Tuesday, March 10, 2015

Waste my time. Please!

Again - sorry for the delay in posting. It has been busy (still)...which brings me to the current topic to post about.

Time. We all want more of it, and I'm assuming none of us want it to flutter away.

I've decided that people wasting my time has become one of my top pet peeves (and it takes a lot to get into that upper echelon, my friends.) At work, where things are already hectic, this is amplified.

To wit, can I just say, I am SICK of students who don't do their homework. There has been a slew (or a plague) of wannabe interns recently.  It's great to want to intern at a nonprofit, since we can't pay you - we can hopefully impart some real world experience and plump up your resume a bit. (I don't have interns label brochures, I give them real stuff to do.)

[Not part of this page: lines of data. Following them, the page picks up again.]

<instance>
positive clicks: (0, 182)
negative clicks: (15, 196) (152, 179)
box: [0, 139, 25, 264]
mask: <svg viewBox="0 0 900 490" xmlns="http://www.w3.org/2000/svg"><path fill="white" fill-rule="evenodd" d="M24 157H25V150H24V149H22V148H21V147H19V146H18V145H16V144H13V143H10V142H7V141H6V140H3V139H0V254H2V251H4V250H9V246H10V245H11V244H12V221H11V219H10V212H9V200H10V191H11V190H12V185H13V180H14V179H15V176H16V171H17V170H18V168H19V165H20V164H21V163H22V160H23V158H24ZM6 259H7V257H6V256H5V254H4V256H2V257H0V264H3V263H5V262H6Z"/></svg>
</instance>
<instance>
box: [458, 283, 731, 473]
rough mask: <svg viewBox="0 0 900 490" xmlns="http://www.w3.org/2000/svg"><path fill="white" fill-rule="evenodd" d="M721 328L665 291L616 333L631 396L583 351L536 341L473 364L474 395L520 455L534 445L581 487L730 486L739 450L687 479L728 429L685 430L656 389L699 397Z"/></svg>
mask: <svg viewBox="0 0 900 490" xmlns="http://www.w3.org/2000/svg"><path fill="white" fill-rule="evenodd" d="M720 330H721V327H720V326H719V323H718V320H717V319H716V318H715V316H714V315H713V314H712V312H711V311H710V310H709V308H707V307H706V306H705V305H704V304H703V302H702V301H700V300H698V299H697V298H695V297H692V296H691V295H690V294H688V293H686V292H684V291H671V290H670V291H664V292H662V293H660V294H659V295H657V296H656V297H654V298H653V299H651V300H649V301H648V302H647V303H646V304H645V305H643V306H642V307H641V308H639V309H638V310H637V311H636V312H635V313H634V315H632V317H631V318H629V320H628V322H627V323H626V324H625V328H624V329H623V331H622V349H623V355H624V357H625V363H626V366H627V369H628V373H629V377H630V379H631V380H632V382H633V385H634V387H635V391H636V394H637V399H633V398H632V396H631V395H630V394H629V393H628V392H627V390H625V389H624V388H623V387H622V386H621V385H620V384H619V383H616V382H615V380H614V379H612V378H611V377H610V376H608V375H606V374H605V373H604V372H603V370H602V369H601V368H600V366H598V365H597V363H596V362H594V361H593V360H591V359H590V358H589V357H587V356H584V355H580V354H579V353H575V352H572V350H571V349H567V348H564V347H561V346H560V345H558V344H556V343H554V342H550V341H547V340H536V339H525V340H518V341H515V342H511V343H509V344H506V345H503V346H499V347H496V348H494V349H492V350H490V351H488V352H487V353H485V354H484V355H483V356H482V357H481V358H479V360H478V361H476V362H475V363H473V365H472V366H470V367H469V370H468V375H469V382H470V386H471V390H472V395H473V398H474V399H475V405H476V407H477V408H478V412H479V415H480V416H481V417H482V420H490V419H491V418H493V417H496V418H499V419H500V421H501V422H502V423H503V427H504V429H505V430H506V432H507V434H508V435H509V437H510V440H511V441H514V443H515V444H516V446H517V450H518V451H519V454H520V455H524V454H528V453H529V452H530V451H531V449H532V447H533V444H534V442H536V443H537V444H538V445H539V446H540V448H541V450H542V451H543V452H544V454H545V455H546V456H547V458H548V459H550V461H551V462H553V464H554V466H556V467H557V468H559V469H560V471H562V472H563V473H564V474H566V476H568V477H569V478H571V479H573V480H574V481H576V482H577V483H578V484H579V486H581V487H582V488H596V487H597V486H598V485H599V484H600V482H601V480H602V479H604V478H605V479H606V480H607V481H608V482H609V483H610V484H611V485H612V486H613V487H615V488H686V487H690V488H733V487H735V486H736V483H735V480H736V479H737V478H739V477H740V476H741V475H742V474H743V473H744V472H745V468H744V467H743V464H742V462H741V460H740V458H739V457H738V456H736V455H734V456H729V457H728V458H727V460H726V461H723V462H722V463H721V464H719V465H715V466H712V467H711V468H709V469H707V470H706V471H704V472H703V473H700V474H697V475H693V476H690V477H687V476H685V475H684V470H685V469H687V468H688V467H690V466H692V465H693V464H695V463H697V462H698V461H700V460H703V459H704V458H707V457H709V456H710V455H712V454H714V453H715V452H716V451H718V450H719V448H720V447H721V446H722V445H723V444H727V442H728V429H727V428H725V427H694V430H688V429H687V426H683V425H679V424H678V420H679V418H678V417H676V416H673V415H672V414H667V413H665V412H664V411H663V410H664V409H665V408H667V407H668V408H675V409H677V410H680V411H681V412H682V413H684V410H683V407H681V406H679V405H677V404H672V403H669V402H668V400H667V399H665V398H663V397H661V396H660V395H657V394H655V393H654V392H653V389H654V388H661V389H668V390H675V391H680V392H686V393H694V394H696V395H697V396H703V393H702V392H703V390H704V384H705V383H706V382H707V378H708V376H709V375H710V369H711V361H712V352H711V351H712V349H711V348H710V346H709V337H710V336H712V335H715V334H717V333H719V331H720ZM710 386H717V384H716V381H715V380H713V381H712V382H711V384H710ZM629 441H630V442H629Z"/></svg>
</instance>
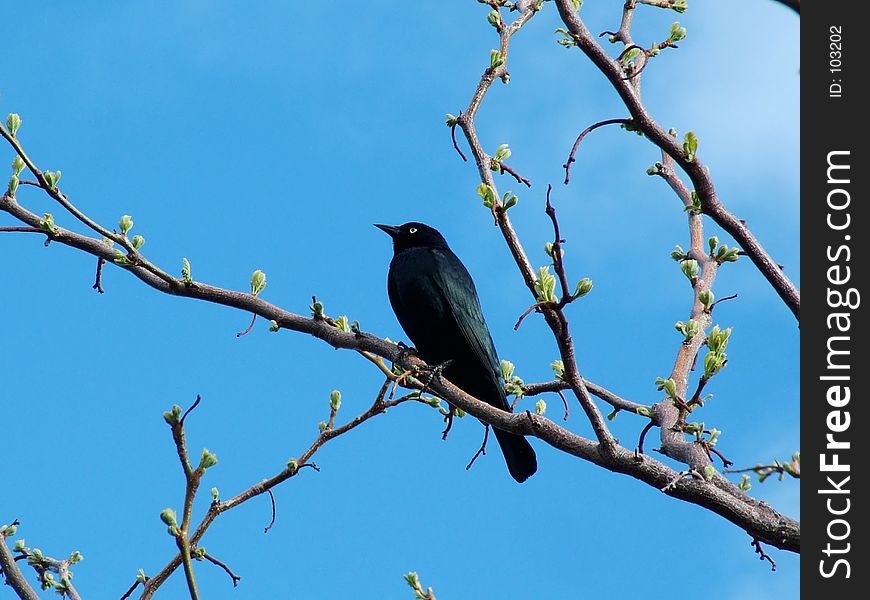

There are just a few things I ask for on my end.
1. Use spellcheck. It's not hard, right? So it's very, VERY telling to me when someone sends me an email like this:

Subject line: Hello
You didn't have me at hello. This subject line actually looks like spam to me, and I half expect the next line to read something like, "RK, cuddle up with some hot bored housewives tonight!" Yes, I have gotten that email. Talk about barking up the wrong, um, tree.

Email: "I my name is Jessica Rabbit (OK, not her real name, but wouldn't it be fun if it was?) and I am a stutdent at XX College. I am geting my BA..."

I mean we live in the age of technology! We no longer have to hand-write letters and even then, well shit - you could use a dictionary. How good of a student are you if you can't even spell student? I'm not looking for any stutdents, Jessica.
This tells me you A. Didn't take the time to use spellcheck, B. Didn't think about it, which makes you a bit of an idiot, or C. Didn't think it mattered, which also makes you a bit of an idiot. It also makes me think that D. You don't pay attention to detail, which WILL NOT HELP YOU in a nonprofit setting. We don't have drones or worker bees to clean up after your mistakes.

2. Do some freaking homework. 
"I would love to learn more about your organization and what you do and how it functions." 

Would you? Too bad. Because I have a whole damn website which YOU SAW TO GET MY CONTACT INFORMATION, but obviously did not read.

3.  Get a semi-professional-sounding email. 
Or use the free one that comes with your student registration. 
Because "iadorerainbowsandunicorns@..." just doesn't sound like you're very serious about...well, anything. Or maybe you just drop a lot of acid in your spare time. 

Incidentally, our board president once got an application from someone who not only had zero experience, but whose email began with "hotpussy99@..."

It's like Mr. RK says. It doesn't take all kinds of people to make a world, we're stuck with the kinds we have.